Automated Safety Guards
Azure AI Foundry provides multi-layered content safety powered by Azure AI Content Safety:
Content Filter Categories
| Category | What It Detects | Severity Levels |
| Hate | Hate speech, discrimination | Low / Medium / High |
| Sexual | Explicit or suggestive content | Low / Medium / High |
| Violence | Violent content or threats | Low / Medium / High |
| Self-Harm | Self-harm instructions or promotion | Low / Medium / High |
Advanced Protections (Updated 2026)
- Prompt Shields — Detects and blocks prompt injection and cross-domain jailbreak attacks before they reach the model.
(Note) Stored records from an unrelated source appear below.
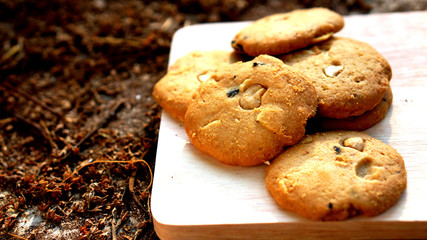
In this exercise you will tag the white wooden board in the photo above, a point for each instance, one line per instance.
(196, 197)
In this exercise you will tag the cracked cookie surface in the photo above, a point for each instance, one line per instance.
(355, 123)
(248, 111)
(284, 32)
(337, 175)
(174, 90)
(350, 76)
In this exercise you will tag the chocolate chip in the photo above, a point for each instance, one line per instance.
(238, 47)
(232, 92)
(337, 150)
(258, 64)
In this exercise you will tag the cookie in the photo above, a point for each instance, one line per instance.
(355, 123)
(248, 111)
(175, 89)
(337, 175)
(350, 76)
(284, 32)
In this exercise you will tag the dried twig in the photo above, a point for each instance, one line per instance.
(37, 127)
(33, 99)
(113, 112)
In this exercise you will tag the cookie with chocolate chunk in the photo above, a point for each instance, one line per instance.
(175, 89)
(337, 175)
(248, 111)
(284, 32)
(355, 123)
(350, 76)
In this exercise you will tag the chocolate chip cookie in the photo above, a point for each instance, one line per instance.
(284, 32)
(248, 111)
(350, 76)
(175, 89)
(337, 175)
(355, 123)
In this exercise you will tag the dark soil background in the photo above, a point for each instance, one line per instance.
(78, 125)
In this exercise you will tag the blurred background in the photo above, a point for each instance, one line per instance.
(78, 125)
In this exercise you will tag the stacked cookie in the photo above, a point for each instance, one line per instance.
(289, 73)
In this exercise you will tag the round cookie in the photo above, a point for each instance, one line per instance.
(248, 111)
(174, 90)
(284, 32)
(350, 76)
(337, 175)
(355, 123)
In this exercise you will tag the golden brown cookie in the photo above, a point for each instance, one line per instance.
(337, 175)
(175, 89)
(284, 32)
(355, 123)
(350, 76)
(248, 111)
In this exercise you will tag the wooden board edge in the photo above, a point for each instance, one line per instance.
(304, 230)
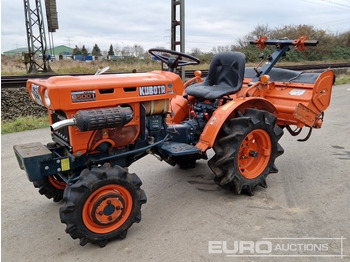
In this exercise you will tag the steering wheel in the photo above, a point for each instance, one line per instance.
(173, 58)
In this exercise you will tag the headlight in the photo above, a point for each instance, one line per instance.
(47, 98)
(36, 94)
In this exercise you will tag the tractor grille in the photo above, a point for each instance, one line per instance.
(61, 135)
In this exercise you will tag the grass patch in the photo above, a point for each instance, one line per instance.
(24, 123)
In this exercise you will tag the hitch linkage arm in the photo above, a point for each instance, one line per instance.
(282, 46)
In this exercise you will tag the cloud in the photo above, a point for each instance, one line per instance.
(147, 23)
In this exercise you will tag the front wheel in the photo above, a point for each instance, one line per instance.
(245, 151)
(51, 187)
(102, 205)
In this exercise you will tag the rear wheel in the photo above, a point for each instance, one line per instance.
(245, 151)
(102, 205)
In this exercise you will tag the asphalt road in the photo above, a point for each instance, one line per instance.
(186, 211)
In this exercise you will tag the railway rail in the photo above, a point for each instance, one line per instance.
(20, 81)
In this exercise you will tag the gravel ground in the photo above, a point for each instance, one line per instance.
(16, 102)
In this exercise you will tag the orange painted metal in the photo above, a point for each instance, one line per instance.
(254, 153)
(107, 209)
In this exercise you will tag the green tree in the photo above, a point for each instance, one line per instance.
(111, 51)
(76, 51)
(96, 51)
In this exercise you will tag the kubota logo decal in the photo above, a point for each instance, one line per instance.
(83, 96)
(152, 90)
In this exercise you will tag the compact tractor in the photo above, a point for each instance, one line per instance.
(101, 124)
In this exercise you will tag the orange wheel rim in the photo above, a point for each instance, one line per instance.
(254, 153)
(57, 183)
(107, 209)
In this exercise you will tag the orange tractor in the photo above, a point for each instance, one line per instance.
(101, 124)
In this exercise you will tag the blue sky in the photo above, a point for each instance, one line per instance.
(207, 23)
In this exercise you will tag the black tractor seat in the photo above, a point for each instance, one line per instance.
(225, 77)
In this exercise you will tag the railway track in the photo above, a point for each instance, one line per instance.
(20, 81)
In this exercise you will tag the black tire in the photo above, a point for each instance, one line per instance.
(102, 205)
(51, 187)
(245, 151)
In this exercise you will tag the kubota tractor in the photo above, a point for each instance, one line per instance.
(101, 124)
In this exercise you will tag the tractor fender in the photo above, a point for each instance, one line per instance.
(228, 111)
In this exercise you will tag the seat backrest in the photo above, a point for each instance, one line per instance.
(227, 68)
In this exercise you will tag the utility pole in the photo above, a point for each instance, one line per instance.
(178, 28)
(36, 38)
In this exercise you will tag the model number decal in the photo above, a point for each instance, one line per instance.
(151, 90)
(83, 96)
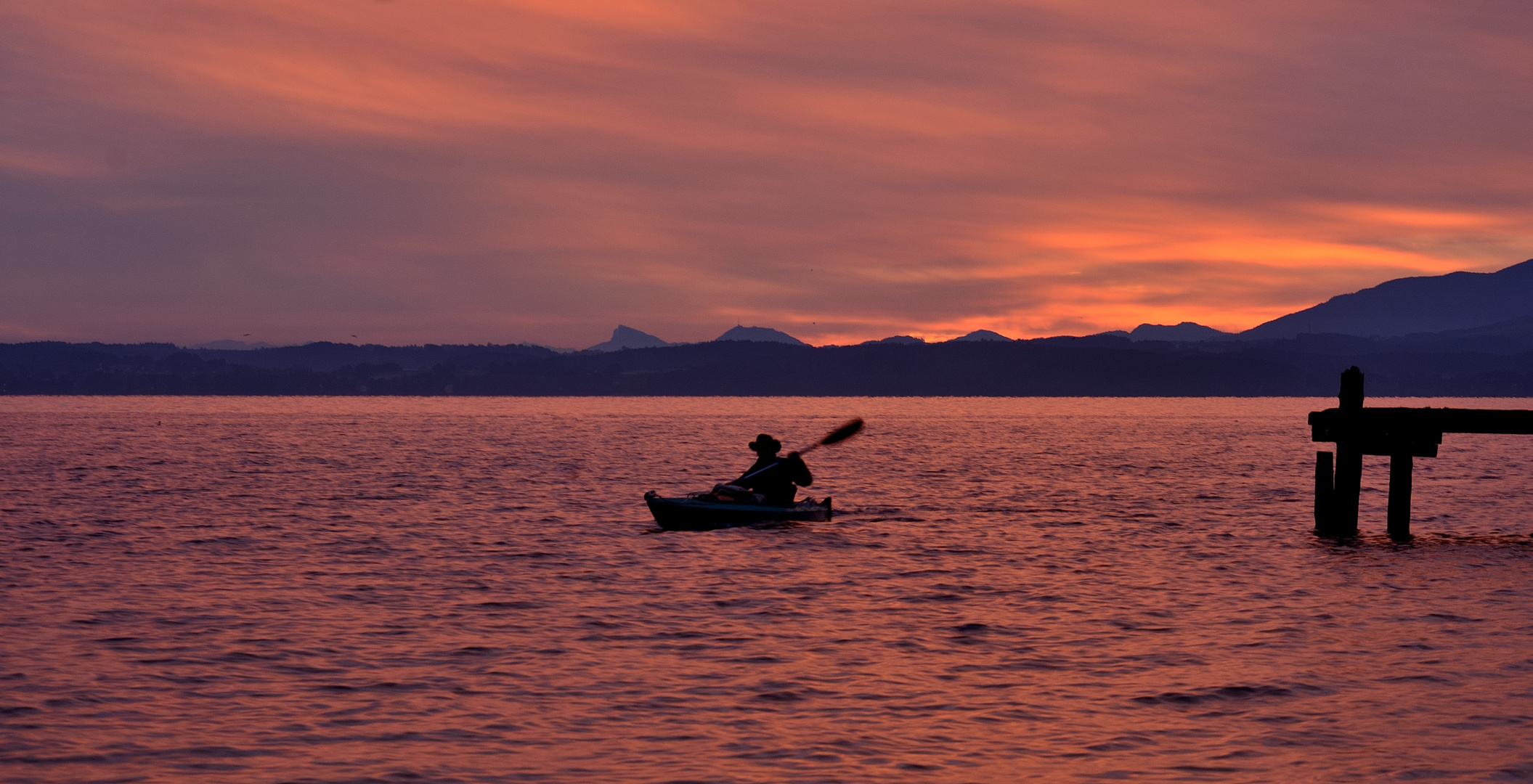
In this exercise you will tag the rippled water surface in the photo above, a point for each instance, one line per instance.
(258, 590)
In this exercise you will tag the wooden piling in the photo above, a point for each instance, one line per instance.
(1399, 434)
(1400, 495)
(1348, 489)
(1325, 487)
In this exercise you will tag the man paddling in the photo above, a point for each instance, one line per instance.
(775, 477)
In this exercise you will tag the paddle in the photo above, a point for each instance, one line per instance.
(834, 437)
(837, 436)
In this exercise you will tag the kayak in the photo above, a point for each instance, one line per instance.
(704, 513)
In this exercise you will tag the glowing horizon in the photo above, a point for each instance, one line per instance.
(476, 171)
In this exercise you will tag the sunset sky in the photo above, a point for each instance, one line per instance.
(476, 171)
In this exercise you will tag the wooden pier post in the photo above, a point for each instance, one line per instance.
(1349, 461)
(1400, 495)
(1325, 487)
(1399, 434)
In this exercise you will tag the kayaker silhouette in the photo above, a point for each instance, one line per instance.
(775, 477)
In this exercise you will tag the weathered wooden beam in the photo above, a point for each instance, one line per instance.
(1325, 487)
(1400, 434)
(1415, 425)
(1400, 497)
(1349, 486)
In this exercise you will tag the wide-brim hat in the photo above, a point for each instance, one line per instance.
(765, 443)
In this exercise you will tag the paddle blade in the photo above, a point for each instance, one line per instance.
(842, 434)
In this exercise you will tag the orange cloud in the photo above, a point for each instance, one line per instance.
(539, 171)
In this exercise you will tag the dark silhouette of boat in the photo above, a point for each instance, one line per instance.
(706, 512)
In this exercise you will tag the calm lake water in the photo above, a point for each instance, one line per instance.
(261, 590)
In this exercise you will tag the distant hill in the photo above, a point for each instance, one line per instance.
(1494, 360)
(1447, 363)
(761, 334)
(233, 345)
(1182, 332)
(980, 336)
(626, 338)
(1407, 305)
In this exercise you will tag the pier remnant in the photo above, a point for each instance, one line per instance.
(1399, 434)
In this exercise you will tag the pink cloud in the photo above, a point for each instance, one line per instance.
(474, 171)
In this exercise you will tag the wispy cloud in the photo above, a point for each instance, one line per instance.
(539, 171)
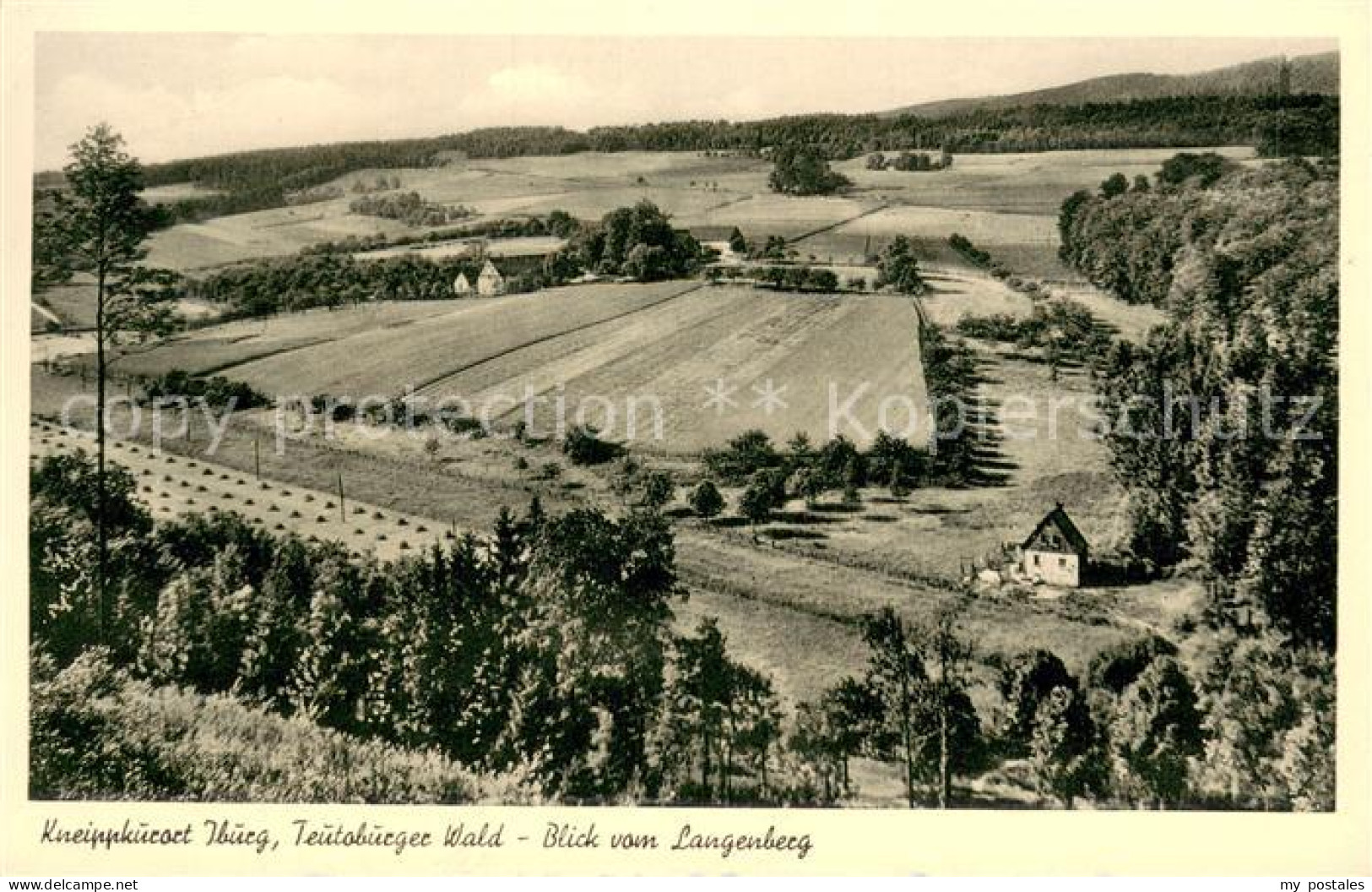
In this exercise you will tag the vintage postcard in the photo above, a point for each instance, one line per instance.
(739, 441)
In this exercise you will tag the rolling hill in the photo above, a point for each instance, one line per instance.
(1310, 74)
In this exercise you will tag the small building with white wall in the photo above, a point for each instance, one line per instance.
(1055, 552)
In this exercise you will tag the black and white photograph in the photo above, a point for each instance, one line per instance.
(799, 422)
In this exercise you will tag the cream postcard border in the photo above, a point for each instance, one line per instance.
(844, 841)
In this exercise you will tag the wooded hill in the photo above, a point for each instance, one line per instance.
(1316, 73)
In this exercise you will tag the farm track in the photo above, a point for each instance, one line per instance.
(838, 224)
(438, 379)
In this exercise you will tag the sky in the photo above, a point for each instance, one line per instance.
(187, 95)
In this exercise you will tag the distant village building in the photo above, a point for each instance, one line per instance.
(490, 281)
(1055, 552)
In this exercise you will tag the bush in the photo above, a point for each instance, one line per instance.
(215, 391)
(742, 457)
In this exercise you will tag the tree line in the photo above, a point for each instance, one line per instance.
(636, 242)
(1224, 423)
(541, 658)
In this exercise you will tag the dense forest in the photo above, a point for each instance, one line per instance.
(1224, 424)
(1294, 125)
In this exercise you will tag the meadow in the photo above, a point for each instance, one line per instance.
(1006, 204)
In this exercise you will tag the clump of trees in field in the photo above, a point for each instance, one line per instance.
(329, 280)
(410, 209)
(974, 255)
(910, 160)
(797, 277)
(1224, 424)
(637, 242)
(557, 223)
(801, 171)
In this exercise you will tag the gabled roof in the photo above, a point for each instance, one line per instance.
(1060, 519)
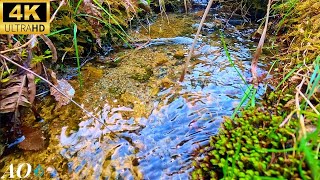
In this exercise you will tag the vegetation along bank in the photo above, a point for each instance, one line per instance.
(275, 135)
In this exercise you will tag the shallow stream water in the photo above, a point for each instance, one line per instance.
(158, 122)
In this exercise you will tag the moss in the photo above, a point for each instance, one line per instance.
(241, 149)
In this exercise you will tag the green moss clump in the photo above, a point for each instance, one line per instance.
(252, 145)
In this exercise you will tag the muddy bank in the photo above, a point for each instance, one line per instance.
(157, 124)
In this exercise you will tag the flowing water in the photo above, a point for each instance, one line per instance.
(158, 122)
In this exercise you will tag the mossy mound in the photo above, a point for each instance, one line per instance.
(250, 146)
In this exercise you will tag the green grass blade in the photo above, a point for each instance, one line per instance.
(78, 4)
(57, 32)
(287, 76)
(229, 58)
(75, 42)
(110, 15)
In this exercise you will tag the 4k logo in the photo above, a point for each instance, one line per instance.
(24, 17)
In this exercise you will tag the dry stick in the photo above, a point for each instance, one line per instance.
(186, 6)
(256, 55)
(301, 119)
(184, 70)
(35, 36)
(87, 112)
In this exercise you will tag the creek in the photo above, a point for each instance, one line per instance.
(158, 122)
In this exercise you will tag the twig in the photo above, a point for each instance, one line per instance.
(184, 70)
(301, 119)
(48, 82)
(256, 55)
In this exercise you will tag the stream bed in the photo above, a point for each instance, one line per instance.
(157, 122)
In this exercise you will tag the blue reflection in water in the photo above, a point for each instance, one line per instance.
(160, 146)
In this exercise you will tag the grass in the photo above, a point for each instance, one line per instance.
(250, 92)
(75, 42)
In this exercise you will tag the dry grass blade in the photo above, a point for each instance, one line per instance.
(184, 70)
(254, 63)
(57, 89)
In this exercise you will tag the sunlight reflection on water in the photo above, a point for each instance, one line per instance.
(160, 146)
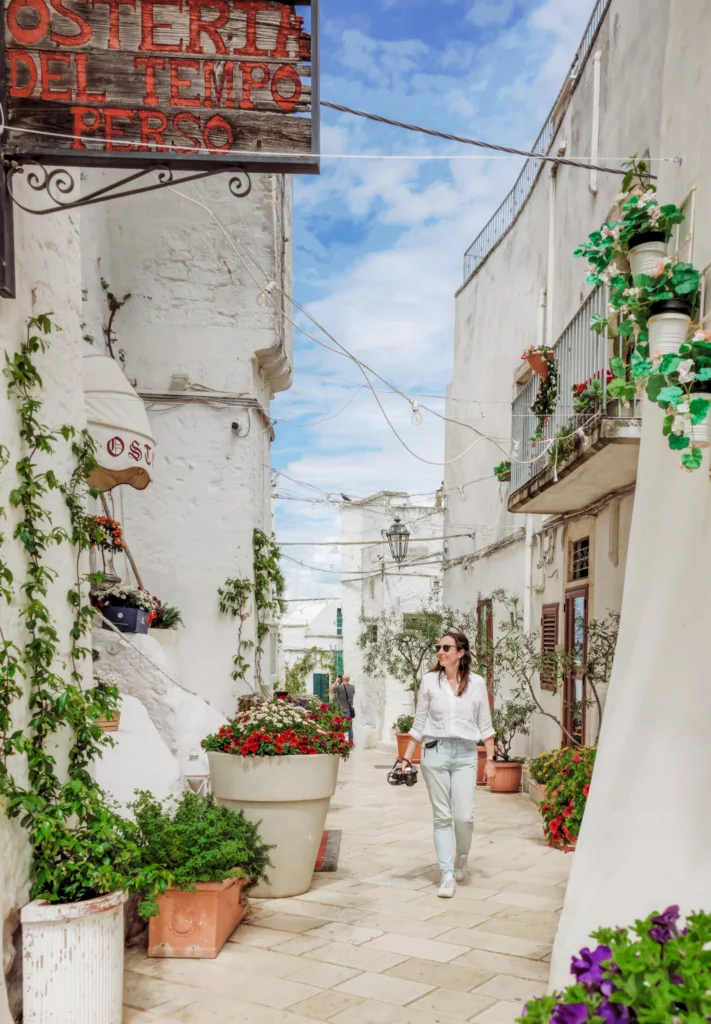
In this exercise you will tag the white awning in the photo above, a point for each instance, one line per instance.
(118, 424)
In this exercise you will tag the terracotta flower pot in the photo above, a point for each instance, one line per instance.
(539, 364)
(508, 775)
(403, 740)
(197, 925)
(481, 765)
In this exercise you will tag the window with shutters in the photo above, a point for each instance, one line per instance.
(549, 643)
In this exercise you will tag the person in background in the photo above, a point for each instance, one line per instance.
(344, 692)
(452, 716)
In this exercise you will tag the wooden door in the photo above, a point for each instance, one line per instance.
(576, 646)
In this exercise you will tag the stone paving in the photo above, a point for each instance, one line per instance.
(372, 943)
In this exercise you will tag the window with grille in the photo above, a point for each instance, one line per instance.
(580, 559)
(549, 644)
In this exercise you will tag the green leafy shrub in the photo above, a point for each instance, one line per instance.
(568, 782)
(653, 973)
(404, 723)
(196, 841)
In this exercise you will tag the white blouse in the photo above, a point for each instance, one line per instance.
(442, 715)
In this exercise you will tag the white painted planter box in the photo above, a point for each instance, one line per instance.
(73, 962)
(289, 797)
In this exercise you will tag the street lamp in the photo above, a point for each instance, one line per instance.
(398, 538)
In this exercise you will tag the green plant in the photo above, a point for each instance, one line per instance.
(569, 773)
(233, 600)
(403, 724)
(503, 471)
(653, 973)
(196, 841)
(167, 617)
(81, 848)
(510, 719)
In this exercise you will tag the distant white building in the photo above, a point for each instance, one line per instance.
(315, 623)
(373, 584)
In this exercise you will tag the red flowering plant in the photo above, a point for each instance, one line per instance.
(568, 774)
(282, 726)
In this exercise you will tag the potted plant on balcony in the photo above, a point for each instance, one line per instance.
(278, 763)
(402, 727)
(129, 608)
(213, 856)
(655, 971)
(503, 471)
(510, 719)
(568, 782)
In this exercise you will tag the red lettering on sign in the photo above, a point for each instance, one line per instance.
(177, 83)
(50, 78)
(86, 121)
(150, 66)
(33, 35)
(284, 74)
(291, 27)
(153, 132)
(208, 27)
(185, 118)
(83, 96)
(149, 26)
(112, 132)
(224, 90)
(115, 446)
(218, 123)
(249, 82)
(115, 19)
(79, 38)
(19, 59)
(251, 10)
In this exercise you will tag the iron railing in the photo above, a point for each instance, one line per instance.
(580, 355)
(511, 206)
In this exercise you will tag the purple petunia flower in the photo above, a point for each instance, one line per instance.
(614, 1013)
(570, 1013)
(588, 967)
(665, 926)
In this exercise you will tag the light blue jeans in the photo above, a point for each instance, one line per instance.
(450, 772)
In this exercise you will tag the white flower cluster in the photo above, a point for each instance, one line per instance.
(131, 597)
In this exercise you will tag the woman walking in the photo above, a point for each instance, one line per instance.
(452, 716)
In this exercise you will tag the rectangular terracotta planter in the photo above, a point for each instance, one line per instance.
(196, 926)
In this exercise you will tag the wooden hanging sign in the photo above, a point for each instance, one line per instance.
(183, 82)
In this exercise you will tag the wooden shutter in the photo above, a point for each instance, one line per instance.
(549, 642)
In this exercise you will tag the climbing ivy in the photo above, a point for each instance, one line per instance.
(81, 848)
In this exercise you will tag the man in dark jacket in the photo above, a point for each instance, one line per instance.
(344, 693)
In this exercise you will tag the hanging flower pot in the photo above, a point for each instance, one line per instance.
(646, 249)
(539, 361)
(668, 326)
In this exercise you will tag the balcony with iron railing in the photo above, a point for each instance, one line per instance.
(572, 458)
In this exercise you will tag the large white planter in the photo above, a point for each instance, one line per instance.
(73, 961)
(289, 797)
(644, 257)
(667, 333)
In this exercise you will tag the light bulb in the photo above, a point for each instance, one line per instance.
(263, 298)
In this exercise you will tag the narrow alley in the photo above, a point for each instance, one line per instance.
(372, 943)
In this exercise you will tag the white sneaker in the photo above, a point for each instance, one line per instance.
(460, 867)
(448, 886)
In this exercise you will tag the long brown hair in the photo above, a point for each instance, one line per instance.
(462, 643)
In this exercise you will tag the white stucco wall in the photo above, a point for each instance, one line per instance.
(48, 281)
(379, 700)
(194, 310)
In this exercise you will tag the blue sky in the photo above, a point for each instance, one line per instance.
(379, 243)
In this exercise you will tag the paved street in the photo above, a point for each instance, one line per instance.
(372, 943)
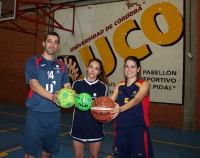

- Groundedness Detection & Correction — Identifies ungrounded responses and (new in preview) can automatically rewrite text to align with the provided source documents.
- Protected Material — Detects copyrighted text and, with the new Code integration, flags output matching public GitHub repositories (including citation capabilities).
- Task Adherence (Preview) — Monitors agentic workflows to identify discrepancies between the LLM's actions and the intended task (e.g., misaligned tool invocations).
🚧 Important: Content filters are applied to both inputs (prompts) and outputs (completions). You can configure different thresholds for each, or create custom filter policies per deployment.